Taxpayers who used the tax avoidance scheme known as Working Wheels challenged the follower notices which demand they should pay the tax avoided.
This was a tax avoidance scheme prompted by NT Advisors, which was used by a large number of taxpayers, including a former BBC radio presenter. The scheme was described as highly artificial by the tax tribunal, which struck it down at the first hurdle on 20 February 2014 (Flanagan & Ors v HMRC [TC03314]). The Upper Tribunal refused permission for the taxpayers to appeal against the decision on 17 September 2014, so that is the date on which the ruling became final.
Once the tax scheme had been defeated by a final judicial ruling, HMRC could issue “follower notices” to all the taxpayers who used the scheme who were not already a party to the original court case. The follower notices demand that each taxpayer change his own tax return to pay the tax avoided by the scheme.
If the taxpayer does not take corrective action to change his tax return he can be issued with a penalty. The taxpayer can’t appeal against the imposition of a follower notice, but he can challenge whether the notice has been issued correctly, and hence whether the penalty is due. This case (TC05860) concerning penalties for a failure to take corrective action following the issue of follower notices relating to “Working Wheels”.
The rules state that a follower notice may not be given after the end of the period of 12 months beginning with the later of the day on which the judicial ruling was made, and the day the return or claim was received by HMRC or (as the case may be) the day the tax appeal was made (FA 2014 s. 204(6)).
In this case, HMRC issued what it considered to be a follower notice on 25 February 2015. The time limit for issuing a follower notice was 17 September 2015. Therefore, the notice was issued within the time limit. This was in spite of the fact that follower notice referred to an incorrect date of 16 July 2016.
The taxpayer argued that the notice did not properly explain the effect of FA 2014 s. 207 which provides the conditions under which taxpayers can make representations to HMRC about the follower notice. The taxpayer also contended that the notice failed to set out the date on which the decision in Flanagan became a final ruling and that was a further reason why the effect of s. 207 was not explained.
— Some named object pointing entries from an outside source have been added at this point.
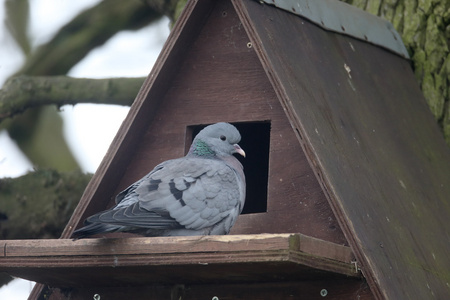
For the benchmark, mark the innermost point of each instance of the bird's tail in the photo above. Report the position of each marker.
(94, 228)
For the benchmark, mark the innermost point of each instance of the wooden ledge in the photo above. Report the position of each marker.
(144, 261)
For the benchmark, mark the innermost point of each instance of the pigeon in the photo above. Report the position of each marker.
(202, 193)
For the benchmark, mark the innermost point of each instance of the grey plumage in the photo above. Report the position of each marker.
(199, 194)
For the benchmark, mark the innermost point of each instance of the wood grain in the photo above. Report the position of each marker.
(139, 261)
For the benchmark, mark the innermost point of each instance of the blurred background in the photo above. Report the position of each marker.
(49, 152)
(86, 128)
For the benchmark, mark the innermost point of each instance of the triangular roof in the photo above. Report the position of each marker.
(375, 146)
(360, 118)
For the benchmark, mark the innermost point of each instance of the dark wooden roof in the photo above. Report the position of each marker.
(340, 109)
(374, 145)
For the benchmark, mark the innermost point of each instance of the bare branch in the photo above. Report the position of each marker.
(23, 92)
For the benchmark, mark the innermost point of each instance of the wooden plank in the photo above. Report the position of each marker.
(99, 192)
(374, 146)
(122, 261)
(313, 290)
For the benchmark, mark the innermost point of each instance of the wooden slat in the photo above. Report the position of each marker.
(372, 142)
(125, 261)
(349, 288)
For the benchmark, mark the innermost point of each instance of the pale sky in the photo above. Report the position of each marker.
(128, 54)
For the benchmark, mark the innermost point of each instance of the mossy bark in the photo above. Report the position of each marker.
(425, 29)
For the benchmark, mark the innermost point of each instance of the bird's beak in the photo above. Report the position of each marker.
(239, 150)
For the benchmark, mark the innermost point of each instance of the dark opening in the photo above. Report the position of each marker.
(255, 142)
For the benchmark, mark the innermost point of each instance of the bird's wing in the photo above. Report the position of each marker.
(191, 193)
The legislation does contain a remedy for defects in notices and documents issued by HMRC in s. 114 TMA 1970. The taxpayer claimed that s. 114 could not cure the defects in the notice as the defects were fundamental and gross.
Block HMRC’s involvement
The taxpayer applied to the tribunal under rule 8 of the tribunal rules for a direction barring HMRC from participation in the appeal, on the grounds that there was no reasonable prospect of HMRC’s case succeeding. This was on the basis that the follower notice issued contained a gross and fundamental error with the result that the notice did not meet the legislative requirement for a follower notice.
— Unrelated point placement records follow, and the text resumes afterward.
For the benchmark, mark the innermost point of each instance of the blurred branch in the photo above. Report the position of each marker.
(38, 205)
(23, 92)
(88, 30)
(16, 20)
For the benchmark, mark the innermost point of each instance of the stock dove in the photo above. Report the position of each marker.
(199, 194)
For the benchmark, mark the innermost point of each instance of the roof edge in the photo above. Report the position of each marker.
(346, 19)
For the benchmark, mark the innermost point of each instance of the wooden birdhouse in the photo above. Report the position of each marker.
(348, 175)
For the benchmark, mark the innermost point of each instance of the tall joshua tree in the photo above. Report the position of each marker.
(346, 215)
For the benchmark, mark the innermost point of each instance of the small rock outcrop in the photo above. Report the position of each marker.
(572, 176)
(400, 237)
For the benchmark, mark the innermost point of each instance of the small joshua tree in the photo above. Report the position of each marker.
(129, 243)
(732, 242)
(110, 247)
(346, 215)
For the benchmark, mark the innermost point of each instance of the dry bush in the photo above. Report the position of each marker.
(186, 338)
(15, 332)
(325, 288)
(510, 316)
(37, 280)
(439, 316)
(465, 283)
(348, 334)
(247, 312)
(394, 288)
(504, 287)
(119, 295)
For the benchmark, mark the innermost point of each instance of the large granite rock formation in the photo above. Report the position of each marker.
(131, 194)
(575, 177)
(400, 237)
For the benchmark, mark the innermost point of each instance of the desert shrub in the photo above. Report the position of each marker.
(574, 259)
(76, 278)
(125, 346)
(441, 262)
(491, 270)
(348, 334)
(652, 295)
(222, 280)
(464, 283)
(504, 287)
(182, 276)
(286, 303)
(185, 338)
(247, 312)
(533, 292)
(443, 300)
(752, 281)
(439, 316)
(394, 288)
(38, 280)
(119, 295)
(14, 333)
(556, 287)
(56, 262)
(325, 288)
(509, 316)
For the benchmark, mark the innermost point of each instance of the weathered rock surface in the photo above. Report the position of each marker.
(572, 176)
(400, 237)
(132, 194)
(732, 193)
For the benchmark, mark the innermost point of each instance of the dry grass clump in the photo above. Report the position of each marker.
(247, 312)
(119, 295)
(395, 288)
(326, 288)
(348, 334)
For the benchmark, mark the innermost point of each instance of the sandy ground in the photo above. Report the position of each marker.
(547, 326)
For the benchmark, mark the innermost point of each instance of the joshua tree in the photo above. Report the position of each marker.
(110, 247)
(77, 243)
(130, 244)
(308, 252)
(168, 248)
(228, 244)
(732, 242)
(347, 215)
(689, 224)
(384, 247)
HMRC’s counter argument was that although the follower notice stated an incorrect date, the notice satisfied the legislative requirements of FA 2014. Furthermore, HMRC argued that the tribunal does not have the jurisdiction to consider the question of the validity of the follower notice. There is no right of appeal to the tribunal in respect of a follower notice. There is only a right to appeal to the tribunal against the issue of a penalty.
Section 214 FA 2014 sets out the process for appealing against the issue of a penalty for failure to take corrective action in response to a follower notice and it states that the grounds for appeal “include in particular” similar grounds to the representations that can be made to HMRC concerning the follower notice itself. The judge considered that the use of the words “include in particular” means that it is not an exhaustive list of grounds for appeal.
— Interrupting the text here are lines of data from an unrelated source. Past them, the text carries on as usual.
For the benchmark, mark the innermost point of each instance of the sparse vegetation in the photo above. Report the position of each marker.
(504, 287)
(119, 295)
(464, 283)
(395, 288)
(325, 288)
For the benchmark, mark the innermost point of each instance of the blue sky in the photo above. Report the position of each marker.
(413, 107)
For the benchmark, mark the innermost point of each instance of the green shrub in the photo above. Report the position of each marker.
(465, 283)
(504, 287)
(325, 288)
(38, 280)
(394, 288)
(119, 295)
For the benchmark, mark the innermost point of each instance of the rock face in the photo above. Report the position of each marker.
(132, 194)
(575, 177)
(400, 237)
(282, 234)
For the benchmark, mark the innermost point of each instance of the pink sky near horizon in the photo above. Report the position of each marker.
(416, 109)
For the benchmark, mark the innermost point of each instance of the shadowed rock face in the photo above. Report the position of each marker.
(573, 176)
The tribunal refused the application to bar HMRC from participation in the appeal. Although this was not a full consideration of the case, the judge deemed that HMRC had a reasonable prospect of establishing (assuming that the tribunal has the jurisdiction to determine the matter) that the notices issued were follower notices for the purposes of FA 2014. The judge also considered that given the follower notice legislation is relatively new, and that HMRC has issued a large number of follower notices, the scope of the tribunal’s jurisdiction in respect of penalty appeals should be tested.